There's a version of your SaaS that works in a demo. It handles the happy path. It looks good in a screen recording. It's enough to close early customers — and that's valuable. But between 'works in a demo' and 'runs a business' there's a substantial gap, and it's filled by infrastructure that most developers don't think about until something breaks in production.
1. Auth — beyond username and password
Production auth means: JWT with proper refresh token rotation, social login (Google, GitHub at minimum), MFA via TOTP or SMS, session management with device tracking, and role-based access control that can be extended without a schema change. A login form is not auth.
2. Billing — Stripe is not enough
The Stripe integration is the easy part. The hard part is webhook handling — idempotent processing, signature verification, retry handling. Failed payment recovery with grace periods and dunning. Proration when customers change plans mid-cycle. Subscription state that stays in sync with your database when webhooks arrive out of order.
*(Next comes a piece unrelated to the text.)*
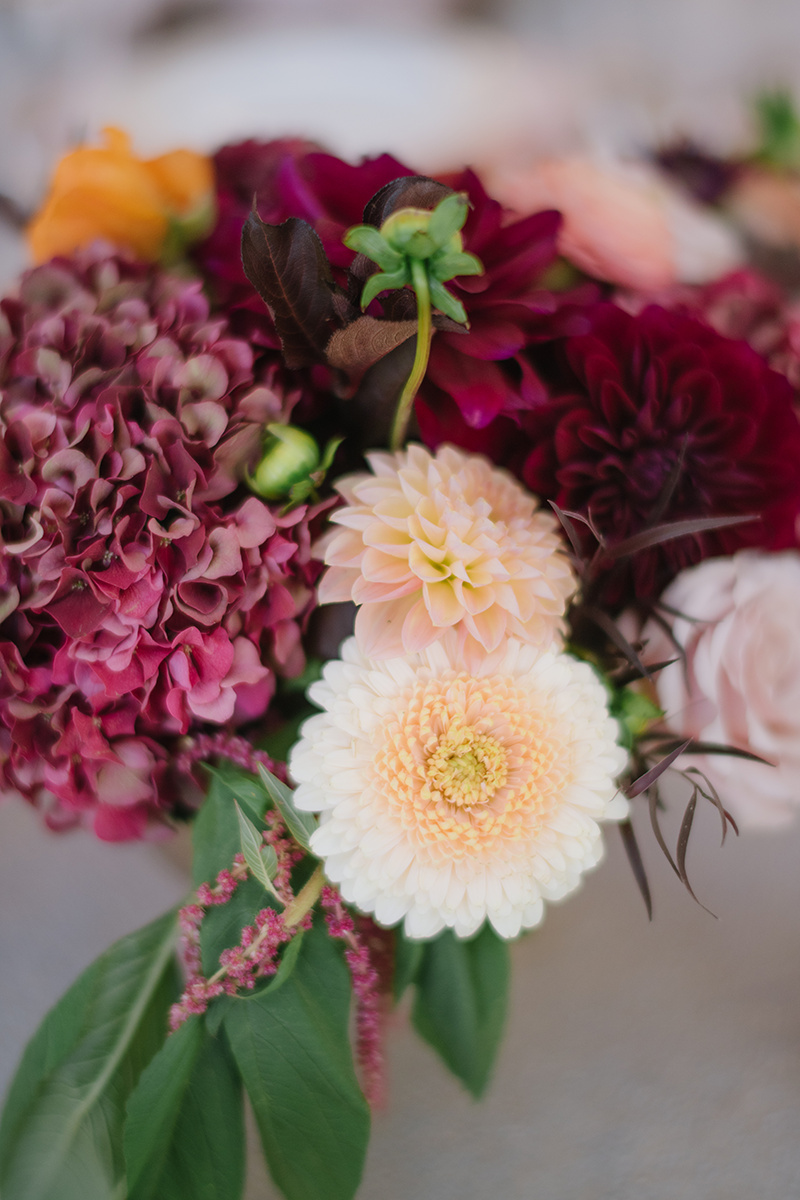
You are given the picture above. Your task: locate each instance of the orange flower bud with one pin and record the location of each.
(107, 192)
3. Background jobs — the outbox pattern
Any task that shouldn't block an HTTP response — sending email, processing a file, calling a third-party API — belongs in a background job. The critical detail: the job must be enqueued in the same database transaction as the event that triggered it (the outbox pattern), or you'll have silent data loss when things fail between the commit and the enqueue.
4. Email — delivery is not guaranteed
Template rendering that works consistently across email clients. Delivery via a real transactional provider (SendGrid, SES, Postmark) with bounce and complaint handling. Fallback SMTP for development. Unsubscribe handling that keeps you CAN-SPAM and GDPR compliant.
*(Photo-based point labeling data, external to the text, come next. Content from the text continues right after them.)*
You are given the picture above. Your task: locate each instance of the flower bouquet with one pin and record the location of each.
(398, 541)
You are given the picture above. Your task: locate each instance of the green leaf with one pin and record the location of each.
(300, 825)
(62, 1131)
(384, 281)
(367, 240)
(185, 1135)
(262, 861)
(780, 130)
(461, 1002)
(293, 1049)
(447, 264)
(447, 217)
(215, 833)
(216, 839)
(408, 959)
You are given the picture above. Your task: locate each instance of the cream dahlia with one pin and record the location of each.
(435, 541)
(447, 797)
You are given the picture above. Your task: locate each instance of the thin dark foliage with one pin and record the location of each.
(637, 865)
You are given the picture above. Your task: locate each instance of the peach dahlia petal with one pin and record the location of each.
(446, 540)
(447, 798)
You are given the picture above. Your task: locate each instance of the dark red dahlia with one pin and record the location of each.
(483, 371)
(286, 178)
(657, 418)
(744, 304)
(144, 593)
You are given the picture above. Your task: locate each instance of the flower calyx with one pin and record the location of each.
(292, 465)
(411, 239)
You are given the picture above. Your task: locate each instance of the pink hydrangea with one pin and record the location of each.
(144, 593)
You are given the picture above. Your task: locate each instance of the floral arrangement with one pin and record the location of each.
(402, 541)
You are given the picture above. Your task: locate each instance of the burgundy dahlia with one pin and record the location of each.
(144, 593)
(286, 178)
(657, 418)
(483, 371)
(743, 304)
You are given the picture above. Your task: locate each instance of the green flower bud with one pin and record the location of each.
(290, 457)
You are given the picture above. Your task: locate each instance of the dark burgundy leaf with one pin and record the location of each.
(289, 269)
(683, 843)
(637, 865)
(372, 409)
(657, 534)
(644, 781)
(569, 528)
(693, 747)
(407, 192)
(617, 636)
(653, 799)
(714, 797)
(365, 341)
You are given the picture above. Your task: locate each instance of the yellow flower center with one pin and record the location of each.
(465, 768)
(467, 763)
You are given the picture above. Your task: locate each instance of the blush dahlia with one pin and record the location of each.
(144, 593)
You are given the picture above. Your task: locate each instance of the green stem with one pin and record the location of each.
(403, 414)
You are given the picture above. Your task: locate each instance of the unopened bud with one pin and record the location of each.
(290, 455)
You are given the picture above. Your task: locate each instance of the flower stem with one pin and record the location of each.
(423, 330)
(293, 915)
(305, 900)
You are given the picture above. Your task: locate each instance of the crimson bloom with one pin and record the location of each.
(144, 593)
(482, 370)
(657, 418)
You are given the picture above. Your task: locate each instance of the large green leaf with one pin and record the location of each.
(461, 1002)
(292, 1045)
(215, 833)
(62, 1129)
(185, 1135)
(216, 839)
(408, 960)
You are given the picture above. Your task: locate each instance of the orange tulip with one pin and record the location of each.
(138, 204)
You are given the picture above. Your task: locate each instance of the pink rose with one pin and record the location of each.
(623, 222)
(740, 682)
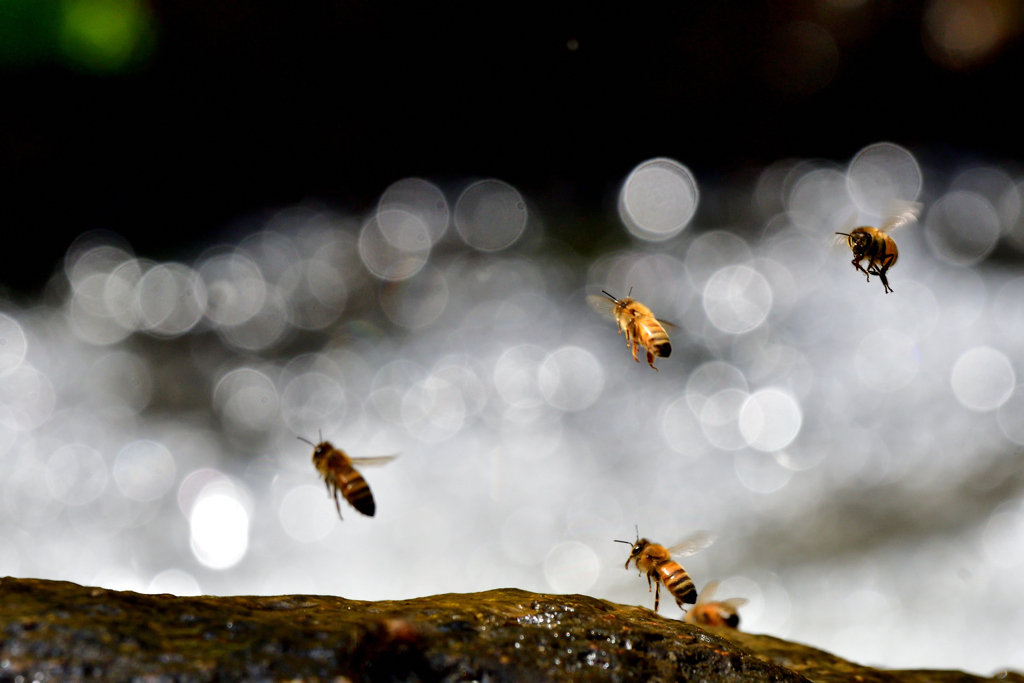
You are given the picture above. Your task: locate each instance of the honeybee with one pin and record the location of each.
(715, 612)
(639, 324)
(877, 246)
(341, 477)
(656, 561)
5. Feature flags — deploy without releasing
Feature flags let you deploy code to production without activating it for users. This decouples deployment from release, which is fundamental to a low-risk deployment pipeline. You need rollout percentages, per-user targeting, and a global kill switch.
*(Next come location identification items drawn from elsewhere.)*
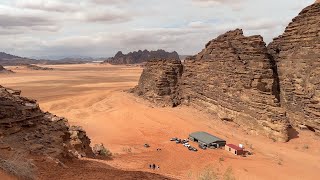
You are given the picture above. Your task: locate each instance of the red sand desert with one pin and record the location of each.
(94, 96)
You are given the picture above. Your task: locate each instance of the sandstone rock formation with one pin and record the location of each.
(34, 67)
(24, 127)
(297, 55)
(159, 80)
(233, 78)
(4, 71)
(141, 57)
(241, 80)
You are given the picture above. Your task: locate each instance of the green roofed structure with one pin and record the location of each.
(207, 139)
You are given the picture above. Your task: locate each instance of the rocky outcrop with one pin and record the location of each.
(4, 70)
(297, 55)
(233, 78)
(37, 68)
(141, 57)
(24, 127)
(159, 80)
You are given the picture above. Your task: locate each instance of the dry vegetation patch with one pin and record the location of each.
(19, 166)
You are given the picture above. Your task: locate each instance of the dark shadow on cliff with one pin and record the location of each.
(293, 134)
(276, 83)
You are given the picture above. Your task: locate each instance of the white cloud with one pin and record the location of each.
(102, 27)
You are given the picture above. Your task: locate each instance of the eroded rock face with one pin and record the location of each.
(24, 127)
(141, 57)
(159, 82)
(297, 54)
(234, 78)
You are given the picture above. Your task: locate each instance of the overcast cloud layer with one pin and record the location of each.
(99, 28)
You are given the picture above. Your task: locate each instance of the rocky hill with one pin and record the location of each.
(137, 57)
(233, 78)
(24, 127)
(4, 71)
(34, 67)
(264, 90)
(297, 55)
(159, 80)
(12, 60)
(39, 145)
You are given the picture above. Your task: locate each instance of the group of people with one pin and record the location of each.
(153, 166)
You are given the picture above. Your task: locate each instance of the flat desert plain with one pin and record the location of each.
(94, 96)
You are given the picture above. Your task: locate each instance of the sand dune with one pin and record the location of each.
(93, 96)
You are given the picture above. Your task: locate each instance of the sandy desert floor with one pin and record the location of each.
(94, 97)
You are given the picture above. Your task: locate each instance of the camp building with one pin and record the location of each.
(207, 139)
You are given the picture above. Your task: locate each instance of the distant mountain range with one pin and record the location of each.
(137, 57)
(12, 60)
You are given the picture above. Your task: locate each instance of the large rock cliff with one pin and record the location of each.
(24, 127)
(141, 57)
(297, 55)
(234, 78)
(159, 80)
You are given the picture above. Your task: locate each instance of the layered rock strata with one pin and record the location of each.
(297, 55)
(234, 78)
(24, 127)
(159, 82)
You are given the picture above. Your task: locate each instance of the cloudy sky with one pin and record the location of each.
(99, 28)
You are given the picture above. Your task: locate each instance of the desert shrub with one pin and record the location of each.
(208, 174)
(19, 166)
(228, 175)
(127, 149)
(105, 152)
(99, 149)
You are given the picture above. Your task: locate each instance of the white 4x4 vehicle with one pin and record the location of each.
(186, 144)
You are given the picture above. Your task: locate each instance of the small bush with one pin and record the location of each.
(127, 149)
(99, 149)
(228, 175)
(19, 166)
(105, 152)
(208, 174)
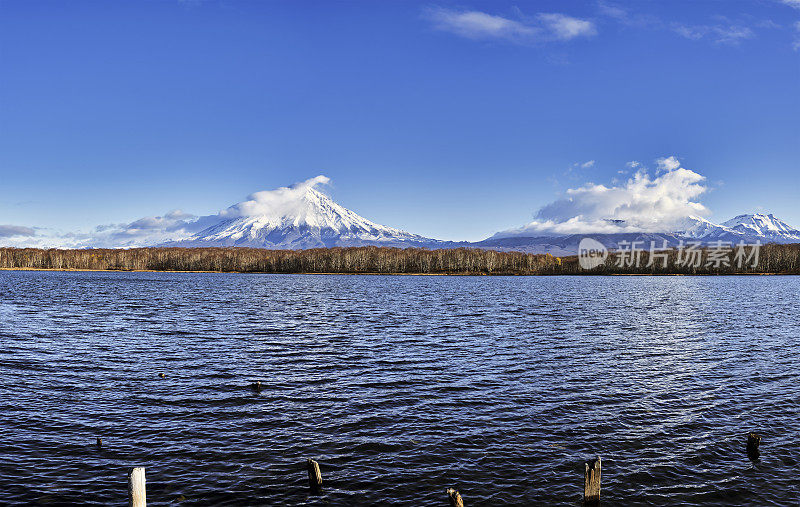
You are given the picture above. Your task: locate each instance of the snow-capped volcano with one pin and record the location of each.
(297, 217)
(768, 227)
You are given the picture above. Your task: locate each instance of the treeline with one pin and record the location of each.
(772, 258)
(368, 259)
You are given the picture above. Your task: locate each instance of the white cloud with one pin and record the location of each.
(643, 203)
(10, 231)
(721, 34)
(668, 163)
(153, 230)
(480, 25)
(281, 201)
(566, 27)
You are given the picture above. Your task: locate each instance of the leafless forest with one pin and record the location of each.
(784, 259)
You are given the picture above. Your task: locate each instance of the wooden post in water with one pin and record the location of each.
(314, 476)
(136, 490)
(455, 498)
(591, 482)
(753, 439)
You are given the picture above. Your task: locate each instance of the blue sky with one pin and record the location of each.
(452, 120)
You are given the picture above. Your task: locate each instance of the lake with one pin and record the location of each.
(400, 386)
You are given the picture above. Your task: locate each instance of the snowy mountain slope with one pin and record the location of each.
(764, 226)
(747, 228)
(304, 218)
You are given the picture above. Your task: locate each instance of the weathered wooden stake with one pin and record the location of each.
(314, 476)
(455, 498)
(753, 439)
(591, 482)
(136, 490)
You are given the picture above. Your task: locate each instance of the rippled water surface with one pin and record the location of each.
(399, 387)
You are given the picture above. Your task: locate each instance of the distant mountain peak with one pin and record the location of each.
(297, 217)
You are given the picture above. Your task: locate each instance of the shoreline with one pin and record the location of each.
(391, 274)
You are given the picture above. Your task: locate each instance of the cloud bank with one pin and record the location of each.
(281, 201)
(644, 203)
(175, 225)
(10, 231)
(479, 25)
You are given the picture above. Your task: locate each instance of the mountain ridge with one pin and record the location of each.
(302, 217)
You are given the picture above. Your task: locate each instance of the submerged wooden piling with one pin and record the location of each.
(753, 439)
(455, 498)
(591, 482)
(314, 476)
(136, 490)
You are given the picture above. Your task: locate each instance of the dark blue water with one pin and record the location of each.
(399, 386)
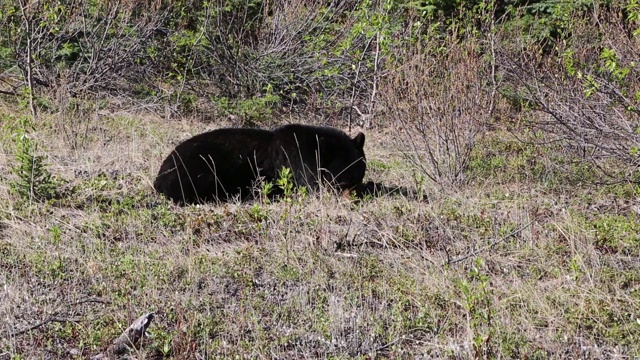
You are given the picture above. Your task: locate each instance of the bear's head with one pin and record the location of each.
(342, 161)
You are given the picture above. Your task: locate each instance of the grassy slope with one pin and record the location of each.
(320, 276)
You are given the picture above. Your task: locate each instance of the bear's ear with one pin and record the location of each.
(359, 140)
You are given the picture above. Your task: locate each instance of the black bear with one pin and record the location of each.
(221, 164)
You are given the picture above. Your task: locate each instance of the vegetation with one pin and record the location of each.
(506, 135)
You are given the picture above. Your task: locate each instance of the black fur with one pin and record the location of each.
(222, 164)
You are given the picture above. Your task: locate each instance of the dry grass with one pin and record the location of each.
(520, 263)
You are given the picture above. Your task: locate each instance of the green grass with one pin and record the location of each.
(515, 264)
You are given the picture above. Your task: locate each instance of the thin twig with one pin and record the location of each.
(474, 253)
(41, 324)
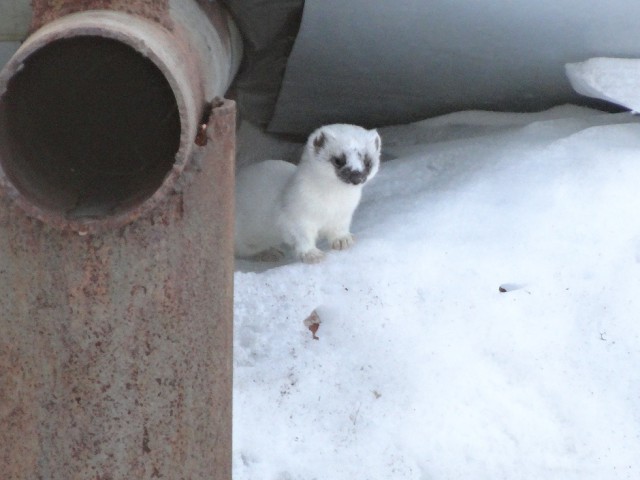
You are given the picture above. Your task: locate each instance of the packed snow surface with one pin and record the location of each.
(486, 325)
(615, 80)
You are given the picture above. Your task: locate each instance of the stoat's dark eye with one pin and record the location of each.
(339, 162)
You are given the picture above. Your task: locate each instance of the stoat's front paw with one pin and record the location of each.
(312, 256)
(343, 243)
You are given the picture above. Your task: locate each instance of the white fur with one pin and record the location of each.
(278, 203)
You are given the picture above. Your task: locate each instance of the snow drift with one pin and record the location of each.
(485, 325)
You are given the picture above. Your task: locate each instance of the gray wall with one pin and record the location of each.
(15, 16)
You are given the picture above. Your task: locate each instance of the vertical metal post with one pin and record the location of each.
(115, 348)
(116, 248)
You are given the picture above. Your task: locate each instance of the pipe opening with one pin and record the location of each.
(89, 127)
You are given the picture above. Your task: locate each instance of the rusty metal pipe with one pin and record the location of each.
(99, 108)
(116, 243)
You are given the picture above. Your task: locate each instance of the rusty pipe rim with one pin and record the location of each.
(132, 40)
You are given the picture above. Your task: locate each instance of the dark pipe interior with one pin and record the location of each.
(88, 128)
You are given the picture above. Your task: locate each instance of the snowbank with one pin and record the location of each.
(485, 325)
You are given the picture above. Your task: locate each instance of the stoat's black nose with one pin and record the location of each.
(357, 178)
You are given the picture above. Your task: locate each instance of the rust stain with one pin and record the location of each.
(45, 11)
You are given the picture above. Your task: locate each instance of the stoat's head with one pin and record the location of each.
(349, 152)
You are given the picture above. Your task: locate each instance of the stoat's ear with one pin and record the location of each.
(319, 141)
(377, 141)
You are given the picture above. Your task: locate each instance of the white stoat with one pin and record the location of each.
(278, 203)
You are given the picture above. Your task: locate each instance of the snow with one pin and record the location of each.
(484, 326)
(615, 80)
6. Audit logs — who did what and when
Enterprise customers will ask for this. Compliance frameworks require it. An immutable log of significant actions (who created, modified, or deleted what) with timestamps, IP addresses, and user agents. Build it in from the start — retrofitting it is painful.
7. Observability — knowing when things break
Structured logging (not Console.WriteLine), error tracking with stack traces and context (Sentry, Bugsnag), and performance monitoring with enough detail to diagnose a slow query at 2am. Without observability, you're flying blind in production.